Imię bohaterki opowieści zostało zmienione. Imiona panów nie.

O autorze:


    Tadeusz Stojek. artysta, dziennikarz, pedagog, animator kultury i współtwórca Fabryki Kultury, który pracował w Lubinie z młodzieżą i organizował imprezy kulturalne. Zmarł w wieku 52 lat. Dzięki Tadeuszowi Stojkowi w mieście rozpoczęło działalność Stowarzyszenie Na Rzecz Inicjatyw Kulturotwórczych i Wychowania przez Sztukę „Zejdź z ulicy”. Znalazł młodych ludzi zafascynowanych teatrem i uczył ich sztuki aktorskiej. Na tej bazie powstał Teatr Świerszcz oraz Kabaret Szemrany.
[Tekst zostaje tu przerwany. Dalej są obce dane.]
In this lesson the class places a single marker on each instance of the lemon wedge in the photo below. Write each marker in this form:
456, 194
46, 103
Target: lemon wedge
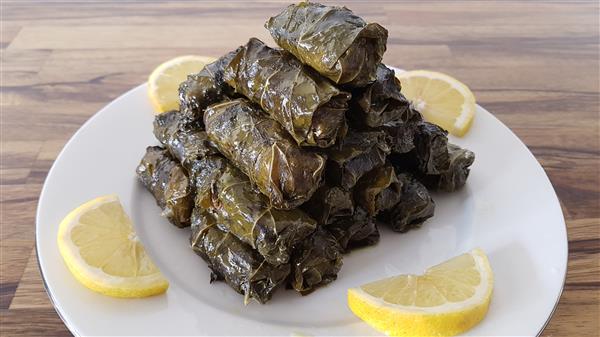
441, 99
163, 83
446, 300
100, 248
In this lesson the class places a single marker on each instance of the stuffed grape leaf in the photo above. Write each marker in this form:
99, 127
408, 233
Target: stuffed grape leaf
187, 142
206, 87
261, 148
244, 212
328, 203
242, 267
355, 231
332, 40
415, 206
378, 190
315, 262
457, 173
307, 105
359, 153
380, 102
430, 153
166, 179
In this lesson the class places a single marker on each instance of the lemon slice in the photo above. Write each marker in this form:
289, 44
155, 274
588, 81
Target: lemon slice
100, 248
441, 99
446, 300
163, 83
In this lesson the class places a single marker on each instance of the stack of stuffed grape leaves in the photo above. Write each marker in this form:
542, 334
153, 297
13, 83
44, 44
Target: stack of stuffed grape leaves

Sztuka wyszła na ulicę i od czasu do czasu w Lubinie można było spotkać mimów i obejrzeć happening, zorganizowany przez grupę podopiecznych Tadeusza Stojka. Regularnie pokazywane były programy Kabaretu Szemranego.   Siłą napędową obu inicjatyw był Tadeusz Stojek, którego już nie ma.

(…)Wiele osób wiązało uzasadnione nadzieje, że Tadeusz Stojek, jako Ojciec Duchowy lubińskiej kultury niezależnej poprowadzi w inny wymiar miejscowych artystów, twórców, organizatorów kultury i ich sojuszników…Niestety, wielki żal ogarnął tych, co pragnęli czynnie uczestniczyć w tej wędrówce…

Tadeusz udowodnił, że nawet w skrajnie trudnych warunkach zewnętrznych można realizować wielkie projekty i porywać za sobą nie tylko młodzież. Jego projekt społeczno-kulturalny Fabryki zawierający m.in. koncepcję odrodzenia Teatru Świerszcz przyczyniał się do budowania kapitału społecznego w Lubinie oraz stwarzał możliwości realnego integrowania lokalnego środowiska kultury.(…) Andrzej Ossowski (2011r.)